Asia

Young lawyers well-placed to offer innovative solutions amid economic uncertainty: Chief Justice

SINGAPORE – In a time of economic uncertainty caused by the pandemic, lawyers who can come up with innovative solutions to improve efficiency and reduce costs to meet clients’ needs will gain a competitive edge.

In a speech on Tuesday (Aug 25), Chief Justice Sundaresh Menon encouraged new lawyers entering the profession to consider how technology can improve efficiency in the delivery of legal services.

“You are well-placed to offer fresh perspectives and creative ideas that may not occur to those of us accustomed to the old ways of doing things,” he said.

The Chief Justice was speaking at this year’s mass call to admit new lawyers, the first time the annual ceremony is being conducted via remote hearing.

A total of 528 applicants are being called to the Bar over four videoconferencing sessions on Tuesday and Wednesday.

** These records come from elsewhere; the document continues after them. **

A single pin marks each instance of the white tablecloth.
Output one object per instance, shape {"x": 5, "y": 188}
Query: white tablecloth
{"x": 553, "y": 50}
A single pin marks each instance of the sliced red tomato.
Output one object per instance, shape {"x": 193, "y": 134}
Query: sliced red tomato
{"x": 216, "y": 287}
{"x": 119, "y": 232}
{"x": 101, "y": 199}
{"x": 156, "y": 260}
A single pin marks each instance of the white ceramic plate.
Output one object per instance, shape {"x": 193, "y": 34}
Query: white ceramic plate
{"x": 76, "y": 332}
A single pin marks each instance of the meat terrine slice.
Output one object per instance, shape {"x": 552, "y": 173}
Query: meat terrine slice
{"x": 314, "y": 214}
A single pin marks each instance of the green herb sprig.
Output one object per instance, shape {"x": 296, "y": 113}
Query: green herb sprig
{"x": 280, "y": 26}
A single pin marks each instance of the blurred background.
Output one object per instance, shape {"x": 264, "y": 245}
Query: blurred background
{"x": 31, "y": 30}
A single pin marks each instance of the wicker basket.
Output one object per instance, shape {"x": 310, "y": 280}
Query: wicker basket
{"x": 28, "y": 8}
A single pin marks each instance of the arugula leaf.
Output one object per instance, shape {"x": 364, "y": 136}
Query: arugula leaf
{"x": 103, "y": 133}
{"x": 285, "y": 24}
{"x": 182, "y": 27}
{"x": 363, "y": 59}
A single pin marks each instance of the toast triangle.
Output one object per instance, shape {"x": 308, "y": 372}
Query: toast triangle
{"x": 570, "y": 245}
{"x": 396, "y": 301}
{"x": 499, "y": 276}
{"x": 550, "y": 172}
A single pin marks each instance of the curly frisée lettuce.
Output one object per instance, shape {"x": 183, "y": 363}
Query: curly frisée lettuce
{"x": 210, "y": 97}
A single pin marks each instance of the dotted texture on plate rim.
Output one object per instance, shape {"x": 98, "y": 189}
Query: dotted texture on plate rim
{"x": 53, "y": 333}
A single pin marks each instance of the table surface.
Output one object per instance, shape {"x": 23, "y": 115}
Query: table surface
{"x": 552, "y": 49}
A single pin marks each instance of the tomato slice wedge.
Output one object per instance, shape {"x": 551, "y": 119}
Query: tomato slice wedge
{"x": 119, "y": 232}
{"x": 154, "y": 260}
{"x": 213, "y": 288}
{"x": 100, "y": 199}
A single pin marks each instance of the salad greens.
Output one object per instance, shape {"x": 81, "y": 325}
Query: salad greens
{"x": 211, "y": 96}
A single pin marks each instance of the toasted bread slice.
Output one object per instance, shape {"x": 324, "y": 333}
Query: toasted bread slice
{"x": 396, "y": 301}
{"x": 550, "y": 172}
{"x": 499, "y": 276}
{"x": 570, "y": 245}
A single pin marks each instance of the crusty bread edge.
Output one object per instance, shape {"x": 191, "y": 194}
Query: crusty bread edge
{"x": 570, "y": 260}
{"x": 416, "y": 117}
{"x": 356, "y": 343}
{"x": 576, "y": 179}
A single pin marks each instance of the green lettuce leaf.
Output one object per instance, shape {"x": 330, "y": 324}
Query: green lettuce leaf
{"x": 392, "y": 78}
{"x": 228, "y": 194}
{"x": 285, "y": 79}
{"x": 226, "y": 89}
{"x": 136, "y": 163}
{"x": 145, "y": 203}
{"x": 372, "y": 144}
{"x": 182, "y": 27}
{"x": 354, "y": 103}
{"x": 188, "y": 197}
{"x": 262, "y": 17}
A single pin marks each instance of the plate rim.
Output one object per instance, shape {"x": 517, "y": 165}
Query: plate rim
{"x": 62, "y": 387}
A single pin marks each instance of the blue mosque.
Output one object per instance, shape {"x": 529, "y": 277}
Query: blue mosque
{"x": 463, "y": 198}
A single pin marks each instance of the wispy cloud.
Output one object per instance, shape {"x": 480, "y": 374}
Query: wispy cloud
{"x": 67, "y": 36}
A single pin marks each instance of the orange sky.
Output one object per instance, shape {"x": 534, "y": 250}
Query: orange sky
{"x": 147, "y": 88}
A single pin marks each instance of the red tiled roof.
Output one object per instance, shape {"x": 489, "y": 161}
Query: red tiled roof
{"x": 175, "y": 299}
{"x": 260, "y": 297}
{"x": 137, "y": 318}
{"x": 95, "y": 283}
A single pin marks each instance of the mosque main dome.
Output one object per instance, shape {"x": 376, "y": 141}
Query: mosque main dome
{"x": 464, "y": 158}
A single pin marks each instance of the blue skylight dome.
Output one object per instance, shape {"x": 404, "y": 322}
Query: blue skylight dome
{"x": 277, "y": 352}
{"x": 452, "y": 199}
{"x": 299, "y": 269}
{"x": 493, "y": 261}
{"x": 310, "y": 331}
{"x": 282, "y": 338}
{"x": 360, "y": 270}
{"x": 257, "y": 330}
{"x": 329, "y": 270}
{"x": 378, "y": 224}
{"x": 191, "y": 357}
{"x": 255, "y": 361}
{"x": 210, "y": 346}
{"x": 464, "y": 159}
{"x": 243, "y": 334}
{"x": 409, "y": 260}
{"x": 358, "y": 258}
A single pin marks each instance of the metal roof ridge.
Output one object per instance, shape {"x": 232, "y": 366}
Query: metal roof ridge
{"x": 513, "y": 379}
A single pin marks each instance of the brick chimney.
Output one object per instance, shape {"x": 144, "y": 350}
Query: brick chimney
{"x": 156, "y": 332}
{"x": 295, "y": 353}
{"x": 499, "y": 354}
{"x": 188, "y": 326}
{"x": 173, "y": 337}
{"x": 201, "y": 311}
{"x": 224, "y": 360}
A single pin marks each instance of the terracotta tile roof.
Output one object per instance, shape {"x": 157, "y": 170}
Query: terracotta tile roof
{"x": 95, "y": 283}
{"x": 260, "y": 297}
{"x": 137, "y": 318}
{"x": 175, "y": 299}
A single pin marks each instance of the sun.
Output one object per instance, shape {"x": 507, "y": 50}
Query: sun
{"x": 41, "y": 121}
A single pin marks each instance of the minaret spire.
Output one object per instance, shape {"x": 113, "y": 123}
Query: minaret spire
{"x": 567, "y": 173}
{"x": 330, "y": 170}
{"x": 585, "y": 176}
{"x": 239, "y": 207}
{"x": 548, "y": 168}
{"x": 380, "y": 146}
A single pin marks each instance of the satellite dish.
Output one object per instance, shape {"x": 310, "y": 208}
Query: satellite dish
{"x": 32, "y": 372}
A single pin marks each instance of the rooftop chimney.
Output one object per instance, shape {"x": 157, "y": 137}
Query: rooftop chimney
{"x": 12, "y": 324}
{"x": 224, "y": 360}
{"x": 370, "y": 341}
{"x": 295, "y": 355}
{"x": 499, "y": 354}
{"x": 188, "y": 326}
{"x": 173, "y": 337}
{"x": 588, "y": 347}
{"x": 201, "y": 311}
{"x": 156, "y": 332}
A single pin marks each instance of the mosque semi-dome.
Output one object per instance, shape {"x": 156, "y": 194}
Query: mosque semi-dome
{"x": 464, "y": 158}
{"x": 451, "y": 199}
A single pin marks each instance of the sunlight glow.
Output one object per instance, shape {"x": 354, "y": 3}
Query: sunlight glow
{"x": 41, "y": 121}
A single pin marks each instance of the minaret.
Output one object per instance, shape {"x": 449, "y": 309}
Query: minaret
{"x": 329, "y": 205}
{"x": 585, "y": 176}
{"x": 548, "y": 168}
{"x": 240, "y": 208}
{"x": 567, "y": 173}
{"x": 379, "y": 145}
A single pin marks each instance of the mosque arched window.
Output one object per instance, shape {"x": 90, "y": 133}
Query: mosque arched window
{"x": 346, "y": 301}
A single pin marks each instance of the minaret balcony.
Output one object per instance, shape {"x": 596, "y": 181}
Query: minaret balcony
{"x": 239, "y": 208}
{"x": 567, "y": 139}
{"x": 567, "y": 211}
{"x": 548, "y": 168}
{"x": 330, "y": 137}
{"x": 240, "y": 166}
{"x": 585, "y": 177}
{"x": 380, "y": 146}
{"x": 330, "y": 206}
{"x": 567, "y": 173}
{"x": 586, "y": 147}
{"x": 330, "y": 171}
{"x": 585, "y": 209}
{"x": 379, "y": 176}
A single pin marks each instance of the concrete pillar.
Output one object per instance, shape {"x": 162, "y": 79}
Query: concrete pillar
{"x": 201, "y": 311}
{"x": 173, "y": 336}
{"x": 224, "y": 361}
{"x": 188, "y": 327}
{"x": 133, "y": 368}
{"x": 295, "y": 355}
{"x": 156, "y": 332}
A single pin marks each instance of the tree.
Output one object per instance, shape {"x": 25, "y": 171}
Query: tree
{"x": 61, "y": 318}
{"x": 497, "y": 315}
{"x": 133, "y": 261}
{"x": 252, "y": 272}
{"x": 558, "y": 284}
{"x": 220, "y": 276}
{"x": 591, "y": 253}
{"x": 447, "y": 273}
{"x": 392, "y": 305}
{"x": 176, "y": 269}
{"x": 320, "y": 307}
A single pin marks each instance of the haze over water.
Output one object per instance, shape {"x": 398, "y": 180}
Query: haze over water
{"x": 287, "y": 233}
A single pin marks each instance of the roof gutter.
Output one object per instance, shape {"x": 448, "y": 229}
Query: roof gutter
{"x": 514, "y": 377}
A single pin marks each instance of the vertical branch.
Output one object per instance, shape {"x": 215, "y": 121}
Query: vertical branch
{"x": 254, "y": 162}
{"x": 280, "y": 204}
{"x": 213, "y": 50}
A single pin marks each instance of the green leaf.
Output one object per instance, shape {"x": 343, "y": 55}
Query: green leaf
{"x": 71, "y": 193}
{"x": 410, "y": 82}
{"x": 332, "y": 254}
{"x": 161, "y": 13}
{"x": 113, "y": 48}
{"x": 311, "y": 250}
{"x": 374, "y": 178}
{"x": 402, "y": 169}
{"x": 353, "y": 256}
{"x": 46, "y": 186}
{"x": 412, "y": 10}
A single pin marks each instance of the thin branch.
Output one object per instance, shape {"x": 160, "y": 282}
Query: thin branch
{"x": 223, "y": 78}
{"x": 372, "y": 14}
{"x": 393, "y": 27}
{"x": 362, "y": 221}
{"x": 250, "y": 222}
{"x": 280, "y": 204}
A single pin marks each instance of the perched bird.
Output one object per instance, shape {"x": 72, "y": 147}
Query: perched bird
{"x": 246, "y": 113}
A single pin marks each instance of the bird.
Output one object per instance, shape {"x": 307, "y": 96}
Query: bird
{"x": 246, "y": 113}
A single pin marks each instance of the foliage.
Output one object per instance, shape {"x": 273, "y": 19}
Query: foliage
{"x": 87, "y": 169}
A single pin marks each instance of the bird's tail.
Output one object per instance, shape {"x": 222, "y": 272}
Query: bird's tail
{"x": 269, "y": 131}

In his speech, CJ Menon encouraged the newly minted lawyers to boldly confront the challenges brought about by the coronavirus pandemic and to take advantage of new opportunities that will emerge.

“While some of you may find that the commencement of your career as a practising lawyer is far removed from anything that you might have imagined upon your graduation from law school, you can be assured that this pandemic – like the numerous challenges you have already faced – will eventually pass.”

Law firms have implemented wage cuts and “concerning” figures indicate that recent law graduates may have trouble finding employment, he said.

Out of 373 new lawyers who responded to a survey, about 19 per cent reported that they are still looking for a job.

However, the Chief Justice said there are signs of opportunities for legal professionals in the midst of crisis.

In-house lawyers have reported growing demand for advice on matters related to crisis management, renegotiation of contracts and employment-related matters.

There has also been a reported surge in legal work in areas such as insolvency and restructuring, regulatory compliance, litigation and employment law.

He urged the lawyers to be prepared to turn to areas of practice that are experiencing a spike in demand.

Looking back at the financial crises of past decades, CJ Menon said the lesson to be drawn is that a future – usually brighter – lies beyond the storm.

Perhaps the most enduring legacy of Covid-19 for the courts and the legal profession, he said, will be the shift towards remote hearings.

Just a few months ago, many would have rejected the notion of non-physical courts.

Today, remote hearings have largely proven to be convenient and effective in maintaining a good level of access to justice during the pandemic.

Similarly, international arbitration is now mostly being conducted with counsel and arbitrators dialling in from different locations.

One of the lawyers called to the Bar this year is Mr Alexander Joseph Woon, 30, whose father is law professor and former attorney-general Walter Woon.

A President’s Scholar, he spent four years as a deputy public prosecutor working mostly on white-collar and technology crime.

He is now a senior assistant director with the Office of Transformation and Innovation, an arm of the judiciary that is tasked to coordinate and drive change.

He told The Straits Times that his father never expressed any desire for him to study law, although he reckoned there was some “passive influence” as he grew up hearing about his father’s work.

“My decision to study law was more a result of my interest in criminal law, which is a very different field from my father’s speciality area, company law,” he said.